# Evaluation

## Claim upgrade rules

Claims upgrade only after the relevant phase proof gate passes and evidence is recorded.

Required proof concepts:

- provider_live: real provider/API behavior is proven. If credentials or paid-service approval are missing, the blocker may apply only to live proof after provider adapters, config contracts, deterministic test doubles, error handling, and integration tests exist.
- durable_persistence: state survives readback/reload where durability is claimed.
- security_boundary: auth, tenant/privacy, secrets, destructive actions, and unsafe input paths are reviewed.
- no_fake: no static shell, fake green test, placeholder provider, no-op control, or in-memory-only demo is claimed as production behavior.
- clean_room_implementation_trace: implementation does not depend on opening the original source repo as implementation input.
- production_readiness: auth/session/tenant boundaries, durable persistence, worker/runtime ownership, deployment shape, observability, CI/e2e gates, and security controls are implemented or explicitly blocked without downgrading scope.
- visual_quality_gate: applies only to UI-bearing phases (product mode or UI-bearing mixed phases).

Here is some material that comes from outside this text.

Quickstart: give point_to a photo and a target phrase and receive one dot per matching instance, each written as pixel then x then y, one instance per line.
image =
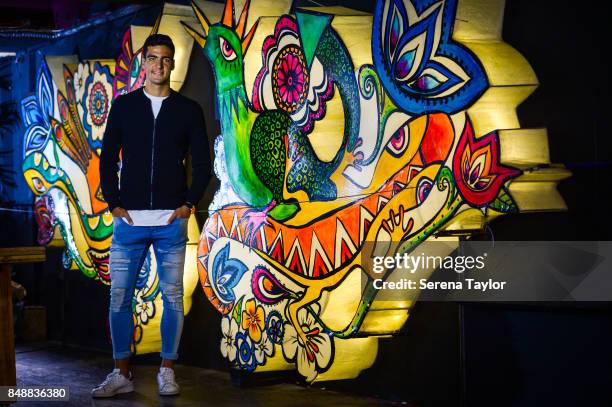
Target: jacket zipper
pixel 152 156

UI-bearing phases look and behave like product-grade domain software. Passing browser assertions is insufficient if screenshots show default browser controls, stacked forms, generic cards, weak hierarchy, raw text-list substitutes for domain interactions, or missing responsive/focus/blocked-state polish. Non-UI phases (framework, library, integration, automation, data-pipeline, infrastructure) use mode-equivalent proof instead; see below.

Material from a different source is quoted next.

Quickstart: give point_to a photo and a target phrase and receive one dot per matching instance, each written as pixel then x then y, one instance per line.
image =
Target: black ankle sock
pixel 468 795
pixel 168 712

Mode-equivalent proof concepts for non-UI modes:

- import_api_contract_trace: framework / library phases prove the callable import/API surface, invariants, composition, and consumer patterns through import/API/CLI tests or reference examples.
- fake_provider_proof: integration phases prove fake-provider behavior, webhook/callback dispatch, idempotency, and retry/error mapping with a fake or sandbox provider before claiming live proof.
- automation_trace_proof: automation phases prove task loop execution, stop condition triggering, and tool/action evidence through an observable trace.
- dataflow_quality_proof: data-pipeline phases prove transform semantics, schema validation, lineage, backfill/idempotency, and at least one data quality assertion.
- operations_health_rollback_proof: infrastructure phases prove health/readiness checks and rollback behavior in the target environment.

## Loop completion rule

A phase is complete only when:

- observe/plan/execute/verify/reflect/record loop completed at least once
- verification evidence exists
- phase proof gate passes, or an honest blocker is recorded only for unavailable live credentials, external services, paid-service approval, or deployment authorization
- blocker/unknowns are not hidden
- failed gates are repaired or routed correctly

## Phase state model

- `checkpoint_recorded`: at least one valid runtime evidence row exists for the phase. This proves evidence discipline only.
- `phase_core_passed`: the phase-owned local vertical path works end to end with matching tests/proof, including UI action/state-transition proof for UI-bearing phases.
- `claim_qualified`: the specific live-provider, browser/e2e, screenshot, deployment, security, worker, or data-lifecycle claim has matching executable proof and may upgrade.

Do not treat `checkpoint_recorded` as `phase_core_passed`. Do not treat `phase_core_passed` as `claim_qualified`.

For non-UI modes, `phase_core_passed` requires the mode-appropriate proof: import/API/CLI contract tests for framework/library; fake-provider and boundary tests for integration; trace-based loop proof for automation; schema/transform/lineage proof for data-pipeline; health/readiness/rollback proof for infrastructure. Do not use UI-browser proof requirements as a blocker for non-UI phases.

## Evidence requirements

Each evidence row must include phase id, proof type, provider mode, status, source/command summary, claim proven or blocker, and whether it upgrades a claim.

## Blocker honesty

A blocker preserves scope. Do not silently downgrade the product, hide missing proof, skip required UI states, or call deterministic adapters live providers.

## Continuation versus qualification

Some blockers prevent claim qualification without blocking later implementation. Missing live credentials, unavailable browser/e2e tooling, screenshot tooling, deployment authorization, or external services should be recorded as non-upgrading blocker rows and may set `blocks_continuation: false` when the phase's core local implementation path, persistence, safety checks, and runtime/API proof passed.

Do not use `blocks_continuation: false` for failed core implementation, failed owned persistence, failed local runtime/API proof, unresolved destructive/security ambiguity, missing required project structure, or any condition that makes downstream phases unsafe or invalid.